As the outlet noted, currently “the Mexican Senate is debating legalizing the widespread use of pot in Mexico.”
But Avila’s endorsement of the treatment is not shared by other leaders in Baja California.
Norma Bustamante, the mayor of Mexicali, which is the capital city of Baja California, “came out against Avila’s statement” almost immediately, according to Border Report.
“As a public servant, I’m always respectful of the law and as a woman, mother and grandmother of teenagers, I am against the use of drugs including marijuana and even cigarettes,” Bustamante said, as quoted by Border Report.
Adrián Medina Amarillas, who serves as the health secretary of Baja California, begs to differ.
“When the country allows the use of medical marijuana, we’ll be among the first to use it to treat chronic illnesses that don’t respond to conventional treatments among them cancer and Parkinson’s,” Medina said, as quoted by the outlet.

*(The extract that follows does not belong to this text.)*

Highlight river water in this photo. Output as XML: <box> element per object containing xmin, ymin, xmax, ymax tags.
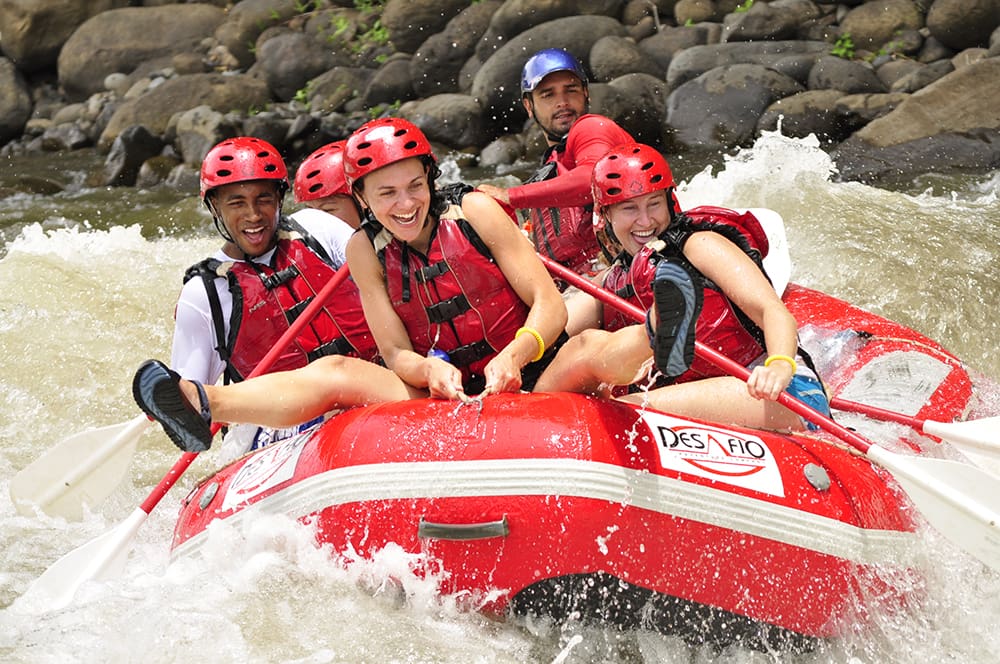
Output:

Long a robust producer and exporter of cannabis, Mexico’s marijuana laws are shrouded in ambiguity. As Leafly puts it: “It’s complicated.”
“Marijuana currently exists in a legal flux state in Mexico. It’s not entirely legal, but it’s not entirely illegal either,” Leafly explains. “Medical cannabis is technically legal in Mexico, but there is no legal framework in place to obtain a prescription or prove one’s own legal medical status. Possession of up to 5 grams of cannabis for any purpose, medical or otherwise, has been effectively decriminalized nationwide, although local and federal police often do not respect this status.”
As for recreational pot, possession “of up to 5 grams of cannabis is effectively legal since it was decriminalized federally in 2009, along with limited amounts of a number of other drugs, by authorities seeking to free up resources and separate public health issues from traffic crimes.”
“People found with less than 5 grams of cannabis should, according to the law, be encouraged into free treatment programs, but in reality they are still coerced into paying police bribes to be released from custody. They are generally not prosecuted for personal amounts, though the law states that purchasing and possessing amounts in excess of 5 grams can carry prison sentences of 10 months to 3 years,” Leafly explains.
The uncertain nature of that policy has prompted advocates and lawmakers to call for comprehensive cannabis reform.
In August, Olga Sánchez Cordero, president of the Senate Board of Directors, “urged approval of the reform to regulate cannabis, since she considered that Mexico is lagging behind in the matter compared to Latin America and the world,” according to the Mexican news magazine Proceso.
The magazine reported that, in Sánchez Cordero’s inaugural speech, she “recounted that Senator Margarita Valdez, president of the Upper House Health Committee, held a meeting in which representatives of Latin American countries asked her why Mexico did not regulate everything related to consumption of marijuana.”
“Now Senator Margarita Valdez told me that in a meeting she had, all our South American, Chilean, Argentine, Colombian brothers, in short, asked her when Mexico will take this important step in the regulation of cannabis. In my opinion, and I tell you this with all sincerity, I believe that we are falling behind the world if we do not make progress on this issue,” Sánchez Cordero, as quoted by Proceso.
Additionally, the outlet reported that she “mentioned other issues on the legislative agenda that are relevant and that will be discussed during the next regular session that begins on September 1, such as the National Code of Civil and Family Procedures, consumer protection, issues of a energy and the protection of the human rights of migrants.”